El escritor es moralmente neutro, descriptivamente distante y el resultado es, como instruyera de manera metafórica Hemingway, un golpe de jab a la mandíbula. El receptor queda noqueado por la sencilla razón de que en su sistema cognitivo todo lo contado ya lo sabía, lo conoce desde siempre. Ha estado ahí en una ojeada a Rolling Stone, un vistazo a la MTV o a E! Es parte constitutiva del mundo en el que vive, engarzado entre cierta esquizofrenia mediática y el jaloneo obsesivo de una cultura que parece arcaica, a pesar de que apenas hace ciento cincuenta años era la vanguardia. El cambio de paradigma del texto escrito al bombardeo de gráficos. Del valor de lo perdurable al de lo efímero. De la mesura al exceso. De la saturación de códigos comunicacionales. El advenimiento de la hiper complejidad social.
La sublime ironía del cuento, establecida desde el título, es el inicio y cierre del mismo. Círculo preciso que delimita tanto la estructura como su significado: un mundo aparte, cerrado en sí mismo; enmarañamiento de retórica y semántica, la primera tiene como resultado a la segunda, y la segunda hace inteligible a la primera. Al inicio del relato, Bryan piensa:
Con rumbo a la oscuridad, mirando por la ventanilla de un avión el toldo negro y sin estrellas, más allá de la ventanilla que está tan fría que me entumece las yemas de los dedos y me miro la mano. Retiro la mano lentamente de la ventanilla y Roger se acerca por el pasillo en penumbra.

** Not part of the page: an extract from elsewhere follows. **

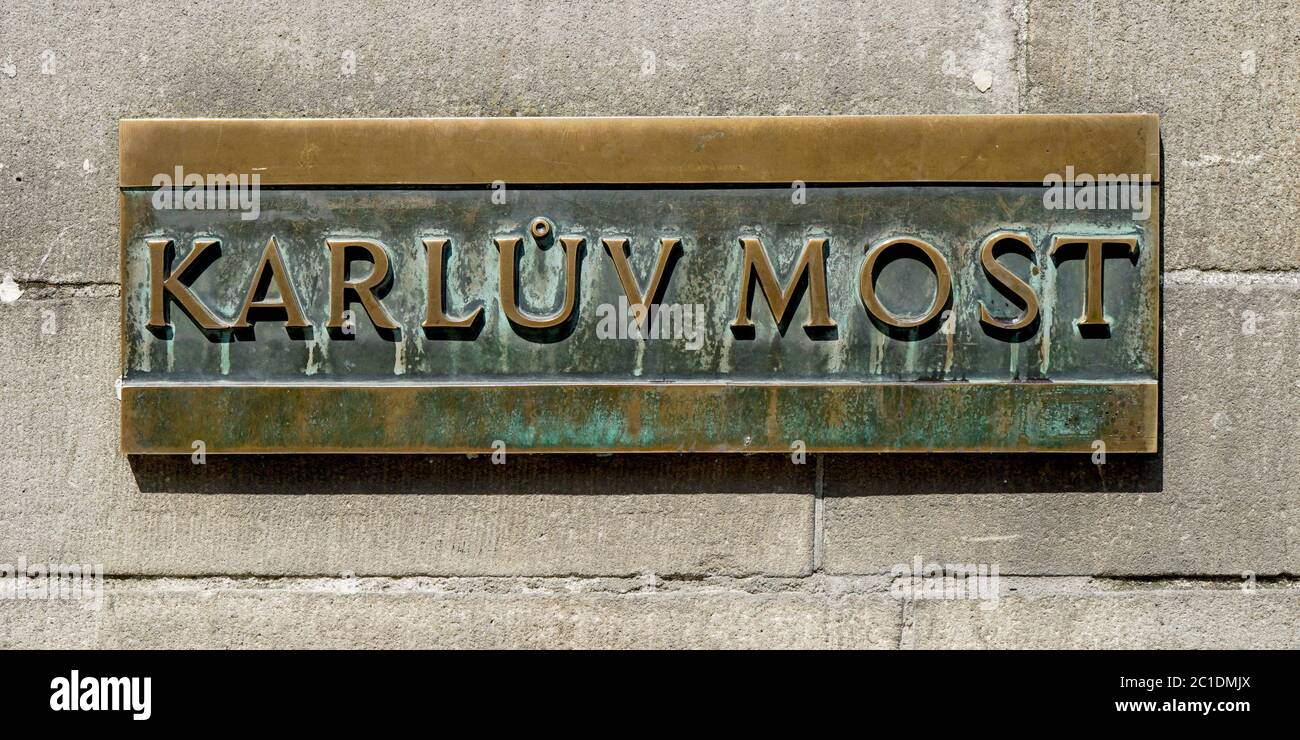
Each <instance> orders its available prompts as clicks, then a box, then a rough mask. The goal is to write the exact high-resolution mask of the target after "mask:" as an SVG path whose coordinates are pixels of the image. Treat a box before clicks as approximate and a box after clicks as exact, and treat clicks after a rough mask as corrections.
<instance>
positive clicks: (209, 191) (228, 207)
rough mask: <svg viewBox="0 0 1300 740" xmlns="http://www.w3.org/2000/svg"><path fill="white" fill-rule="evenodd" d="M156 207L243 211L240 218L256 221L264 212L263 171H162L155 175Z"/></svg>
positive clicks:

—Adelanta ese reloj –dice Roger.
—¿Qué dices? –pregunto yo.
—Que adelantes el reloj. Hay diferencia horaria. Estamos aterrizando en Tokio —Roger me mira fijamente, disimulando una sonrisa—. Tokio, Japón, ¿OK?

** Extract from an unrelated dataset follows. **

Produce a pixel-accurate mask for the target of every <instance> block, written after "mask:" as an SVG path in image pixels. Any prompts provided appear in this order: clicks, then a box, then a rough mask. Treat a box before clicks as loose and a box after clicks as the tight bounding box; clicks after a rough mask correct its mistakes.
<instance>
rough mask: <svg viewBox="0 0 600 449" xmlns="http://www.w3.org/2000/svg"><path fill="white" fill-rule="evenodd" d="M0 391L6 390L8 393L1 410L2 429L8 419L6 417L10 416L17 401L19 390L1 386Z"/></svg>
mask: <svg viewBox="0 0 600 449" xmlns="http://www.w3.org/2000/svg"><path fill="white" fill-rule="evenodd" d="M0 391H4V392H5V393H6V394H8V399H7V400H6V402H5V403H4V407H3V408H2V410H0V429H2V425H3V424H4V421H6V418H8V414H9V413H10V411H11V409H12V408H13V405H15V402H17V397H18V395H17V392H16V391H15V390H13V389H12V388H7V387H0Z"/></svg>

Y al final, el cerrojo. El compás que termina de dibujar la circunferencia. Para entonces ya ha quedado claro que, para Bryan, Japón es un montón de molestas masas de piel amarilla, la puta que decora el póster de Hustler edición japonesa (a quien, por cierto, se cogió durante su primera noche en Tokio), y Godzila; que los acontecimientos de la vida, las emociones y los estímulos, quedan reducidos a un “arponazo” o a unas tabletas de Librium con champaña, a una buena golpiza a la primera grupie que se le meta a la cama; que el mundo, ese que cubrirá con su World Tour, es uno y el mismo —empequeñecido desde un avión— desde un escenario, desde las luces, desde una infinita repetición de imágenes mediáticas, desde el aquí y el ahora, desde el triunfo y la gloria que apenas duran dos horas —que además son tan aburridas e intrascendentes—, desde la nada:
En el avión alejándome de Tokio voy sentado solo al fondo jugueteando con los mandos de un pizarrín magnético y Roger está a mi lado cantando “Over the Rainbow” pegado a mi oreja, las cosas cambian, se vienen abajo, se desvanecen, otro año, unos cuantos movimientos más, una persona a la que todo le vale madres, un aburrimiento tan monumental que abruma, arreglos fugaces por parte de personas que ni siquiera sabes que exigen que pierdas el sentido de la realidad que podrías haber adquirido, expectativas tan irracionales que te vuelves supersticioso cuando piensas cómo afrontarlas. Roger me ofrece un toque y doy una calada y miro por la ventanilla y me relajo durante un momento cuando las luces de Tokio, que no me había dado cuenta de que está en una isla, se pierden de vista, pero esta sensación sólo dura un momento porque Roger me está contando que otras luces, en otras ciudades, en otros países, en otros planetas, quedarán pronto a la vista.